Right now, StumbleUpon is basically a fun way to find funny or cool sites. I mostly end up with joke sites, strange pictures, or YouTube videos. The potential of StumbleUpon, however, is much greater. Indeed, rumor has it that eBay is about to acquire the company for $75 million. That’s a lot of dough for a service that sends people to lawyer joke summaries.

But think about StumbleUpon this way: if I rate sites for a few months, I’ll probably have 500 to 1000 sites rated. That’s a pretty good profile of my likes and dislikes. Now let’s say that the Stumble toolbar expands from just the ability to randomly access cool sites to an actual search box. So now I type in “los angeles airplane tickets” and StumbleUpon determines that people like me really prefer Kayak.com over Orbitz. As a result, I get sent to the result that works best for me. Sort of like Google’s “I’m feeling lucky” feature, but much more personalized.
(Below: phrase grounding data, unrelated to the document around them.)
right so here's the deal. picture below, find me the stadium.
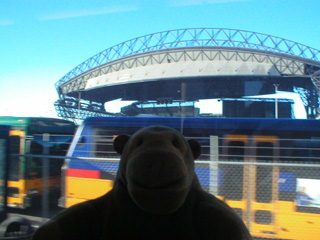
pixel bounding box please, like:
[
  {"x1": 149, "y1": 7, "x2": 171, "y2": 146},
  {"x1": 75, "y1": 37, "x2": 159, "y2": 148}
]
[{"x1": 54, "y1": 28, "x2": 320, "y2": 121}]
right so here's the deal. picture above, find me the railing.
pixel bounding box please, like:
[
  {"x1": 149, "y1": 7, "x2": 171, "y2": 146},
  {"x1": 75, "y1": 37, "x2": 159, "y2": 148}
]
[
  {"x1": 6, "y1": 133, "x2": 320, "y2": 240},
  {"x1": 7, "y1": 154, "x2": 320, "y2": 238}
]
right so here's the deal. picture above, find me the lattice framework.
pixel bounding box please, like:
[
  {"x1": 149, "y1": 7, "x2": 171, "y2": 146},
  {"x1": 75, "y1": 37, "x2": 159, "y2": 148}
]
[
  {"x1": 56, "y1": 28, "x2": 320, "y2": 89},
  {"x1": 54, "y1": 28, "x2": 320, "y2": 120}
]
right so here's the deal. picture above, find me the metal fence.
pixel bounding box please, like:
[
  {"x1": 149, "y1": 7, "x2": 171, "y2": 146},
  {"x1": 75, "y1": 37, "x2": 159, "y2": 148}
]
[{"x1": 6, "y1": 135, "x2": 320, "y2": 240}]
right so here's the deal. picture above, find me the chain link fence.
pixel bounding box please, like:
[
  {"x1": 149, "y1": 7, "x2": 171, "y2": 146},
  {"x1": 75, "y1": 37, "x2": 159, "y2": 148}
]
[
  {"x1": 5, "y1": 135, "x2": 320, "y2": 240},
  {"x1": 1, "y1": 133, "x2": 74, "y2": 240}
]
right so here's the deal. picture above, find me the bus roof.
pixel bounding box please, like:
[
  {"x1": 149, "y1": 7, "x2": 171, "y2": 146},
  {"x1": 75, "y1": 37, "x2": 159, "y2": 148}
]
[
  {"x1": 83, "y1": 117, "x2": 320, "y2": 133},
  {"x1": 0, "y1": 117, "x2": 75, "y2": 133},
  {"x1": 0, "y1": 117, "x2": 33, "y2": 127}
]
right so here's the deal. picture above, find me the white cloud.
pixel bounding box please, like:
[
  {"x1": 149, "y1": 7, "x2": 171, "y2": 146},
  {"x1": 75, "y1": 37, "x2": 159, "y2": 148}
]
[
  {"x1": 207, "y1": 0, "x2": 248, "y2": 3},
  {"x1": 0, "y1": 95, "x2": 58, "y2": 118},
  {"x1": 39, "y1": 5, "x2": 138, "y2": 21},
  {"x1": 171, "y1": 0, "x2": 248, "y2": 7}
]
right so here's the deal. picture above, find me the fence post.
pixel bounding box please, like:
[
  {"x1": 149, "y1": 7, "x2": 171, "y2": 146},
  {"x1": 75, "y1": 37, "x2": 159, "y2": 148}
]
[
  {"x1": 246, "y1": 139, "x2": 255, "y2": 232},
  {"x1": 42, "y1": 133, "x2": 50, "y2": 220},
  {"x1": 246, "y1": 161, "x2": 253, "y2": 231},
  {"x1": 210, "y1": 136, "x2": 219, "y2": 195}
]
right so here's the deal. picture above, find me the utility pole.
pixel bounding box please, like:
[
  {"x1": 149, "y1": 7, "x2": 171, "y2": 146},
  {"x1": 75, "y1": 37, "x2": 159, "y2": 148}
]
[
  {"x1": 78, "y1": 91, "x2": 82, "y2": 111},
  {"x1": 273, "y1": 84, "x2": 279, "y2": 118}
]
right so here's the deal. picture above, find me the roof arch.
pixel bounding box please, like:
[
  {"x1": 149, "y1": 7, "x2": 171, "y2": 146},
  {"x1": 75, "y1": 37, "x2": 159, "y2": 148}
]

You could even take a regular search engine approach and show me the top ten listings based on my personalized preferences. If you think about it, which would you prefer: results based on sophisticated computers with oodles of complex algorithmic code, or results based on 500 people just like you who have already looked through a bunch of sites and found the two or three that they like the most. Personally, I’d bet on the people.

As much as a lot of Web 2.0 companies seem to be over-hyped, and over-valued, I do think that companies that use the “wisdom of crowds” to personalize results have the potential to provide far more accurate results for users than an algorithm by itself. I count Flickr (photos), Digg (news stories), and StumbleUpon (Web search) as the leaders in this arena.
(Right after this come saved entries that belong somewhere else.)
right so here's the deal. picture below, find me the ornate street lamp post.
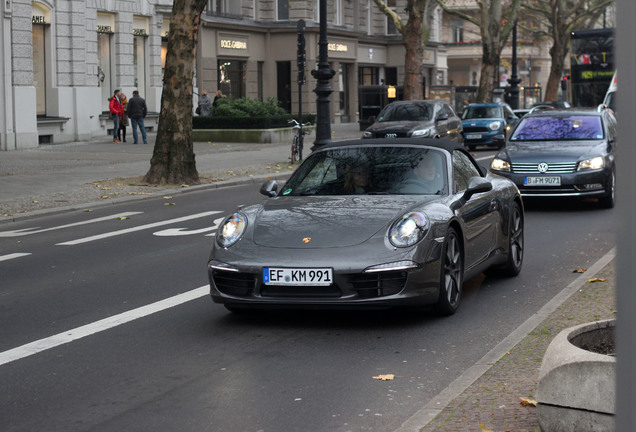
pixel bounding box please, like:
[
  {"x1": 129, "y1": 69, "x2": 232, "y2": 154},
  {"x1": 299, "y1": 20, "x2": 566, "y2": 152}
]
[
  {"x1": 311, "y1": 0, "x2": 335, "y2": 149},
  {"x1": 507, "y1": 21, "x2": 522, "y2": 109}
]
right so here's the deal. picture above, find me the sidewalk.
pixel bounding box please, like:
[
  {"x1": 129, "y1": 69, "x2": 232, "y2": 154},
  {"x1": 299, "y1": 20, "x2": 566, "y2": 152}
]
[
  {"x1": 0, "y1": 122, "x2": 363, "y2": 219},
  {"x1": 0, "y1": 122, "x2": 616, "y2": 431}
]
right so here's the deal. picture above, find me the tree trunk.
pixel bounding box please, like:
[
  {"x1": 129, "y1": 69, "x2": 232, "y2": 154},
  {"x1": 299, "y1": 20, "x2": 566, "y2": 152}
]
[
  {"x1": 477, "y1": 41, "x2": 500, "y2": 103},
  {"x1": 403, "y1": 3, "x2": 424, "y2": 100},
  {"x1": 143, "y1": 0, "x2": 206, "y2": 185},
  {"x1": 544, "y1": 31, "x2": 569, "y2": 102}
]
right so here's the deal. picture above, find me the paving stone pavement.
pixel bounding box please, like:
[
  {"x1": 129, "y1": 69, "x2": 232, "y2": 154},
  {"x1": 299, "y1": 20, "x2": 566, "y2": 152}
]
[{"x1": 0, "y1": 123, "x2": 617, "y2": 431}]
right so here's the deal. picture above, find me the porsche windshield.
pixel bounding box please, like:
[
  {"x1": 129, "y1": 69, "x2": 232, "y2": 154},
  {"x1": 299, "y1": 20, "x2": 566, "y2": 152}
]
[
  {"x1": 377, "y1": 103, "x2": 433, "y2": 122},
  {"x1": 510, "y1": 115, "x2": 604, "y2": 141},
  {"x1": 281, "y1": 146, "x2": 448, "y2": 196}
]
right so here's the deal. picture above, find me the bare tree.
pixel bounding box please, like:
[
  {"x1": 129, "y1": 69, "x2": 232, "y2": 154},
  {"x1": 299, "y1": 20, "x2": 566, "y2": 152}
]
[
  {"x1": 372, "y1": 0, "x2": 435, "y2": 100},
  {"x1": 436, "y1": 0, "x2": 522, "y2": 103},
  {"x1": 143, "y1": 0, "x2": 207, "y2": 185},
  {"x1": 521, "y1": 0, "x2": 614, "y2": 102}
]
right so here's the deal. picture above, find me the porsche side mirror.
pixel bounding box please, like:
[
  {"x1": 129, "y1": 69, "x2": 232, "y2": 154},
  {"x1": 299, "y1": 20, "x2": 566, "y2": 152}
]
[
  {"x1": 463, "y1": 177, "x2": 492, "y2": 200},
  {"x1": 260, "y1": 179, "x2": 278, "y2": 197},
  {"x1": 436, "y1": 113, "x2": 449, "y2": 122}
]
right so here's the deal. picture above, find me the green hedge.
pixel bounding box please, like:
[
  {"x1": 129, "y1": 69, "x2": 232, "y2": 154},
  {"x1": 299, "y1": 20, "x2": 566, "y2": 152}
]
[{"x1": 193, "y1": 97, "x2": 315, "y2": 129}]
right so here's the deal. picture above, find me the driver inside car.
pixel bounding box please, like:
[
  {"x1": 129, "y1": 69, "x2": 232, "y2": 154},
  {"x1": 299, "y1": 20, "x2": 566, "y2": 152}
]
[{"x1": 394, "y1": 153, "x2": 445, "y2": 194}]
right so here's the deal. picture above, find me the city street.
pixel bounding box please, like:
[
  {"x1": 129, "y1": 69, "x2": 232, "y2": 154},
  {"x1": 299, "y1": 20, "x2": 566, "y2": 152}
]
[{"x1": 0, "y1": 172, "x2": 616, "y2": 432}]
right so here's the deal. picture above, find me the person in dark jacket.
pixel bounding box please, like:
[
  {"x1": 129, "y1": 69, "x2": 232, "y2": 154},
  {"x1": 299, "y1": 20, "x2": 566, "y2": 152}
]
[{"x1": 126, "y1": 90, "x2": 148, "y2": 144}]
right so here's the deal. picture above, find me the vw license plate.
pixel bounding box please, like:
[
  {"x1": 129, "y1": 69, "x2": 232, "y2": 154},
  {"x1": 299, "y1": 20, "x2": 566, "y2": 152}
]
[
  {"x1": 263, "y1": 267, "x2": 333, "y2": 286},
  {"x1": 524, "y1": 176, "x2": 561, "y2": 186},
  {"x1": 465, "y1": 134, "x2": 481, "y2": 140}
]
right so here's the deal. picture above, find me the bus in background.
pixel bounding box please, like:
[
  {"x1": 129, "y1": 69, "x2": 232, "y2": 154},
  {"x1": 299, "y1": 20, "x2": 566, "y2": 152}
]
[
  {"x1": 569, "y1": 28, "x2": 614, "y2": 107},
  {"x1": 603, "y1": 71, "x2": 617, "y2": 113}
]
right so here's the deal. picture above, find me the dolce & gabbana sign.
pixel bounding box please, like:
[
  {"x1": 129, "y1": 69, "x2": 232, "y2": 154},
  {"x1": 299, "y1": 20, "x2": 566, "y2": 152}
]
[{"x1": 218, "y1": 33, "x2": 249, "y2": 54}]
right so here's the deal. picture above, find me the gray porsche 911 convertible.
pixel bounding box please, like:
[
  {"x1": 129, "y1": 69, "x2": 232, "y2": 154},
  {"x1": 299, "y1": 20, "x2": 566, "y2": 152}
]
[{"x1": 207, "y1": 138, "x2": 524, "y2": 315}]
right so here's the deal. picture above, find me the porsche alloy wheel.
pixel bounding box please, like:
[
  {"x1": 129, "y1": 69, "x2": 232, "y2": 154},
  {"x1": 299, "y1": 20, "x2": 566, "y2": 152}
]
[
  {"x1": 434, "y1": 227, "x2": 463, "y2": 315},
  {"x1": 503, "y1": 202, "x2": 524, "y2": 276}
]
Granted, as with any technology, the more popular it becomes, the more likely it is susceptible to manipulation. Just as the rise of search engines created an entire industry of “search engine optimizers”, so too will the rise of “social media” create an entire industry of “social media optimizers.”

It may, however, end up being harder to game social media than it is to game a search engine. I can envision closed networks of users that work as a collective to decide the best sites for their group. In other words, in the current social media world, it is possible to “Digg bomb” and generate buzz around a news story simply by spamming the results and voting a site up the ranks. But if users have the ability to approve or reject members of their ‘crowd’, you could truly end up with a spam-free world where you really trust the results that you get back from the social media engine.

The number of people using StumbleUpon, Flickr, and Digg is still very small – probably 90% live within 50 miles of San Francisco! But once these sites reach critical mass, you have to wonder whether traditional search sites like Google and Yahoo will start to seem far less relevant and somewhat anachronistic.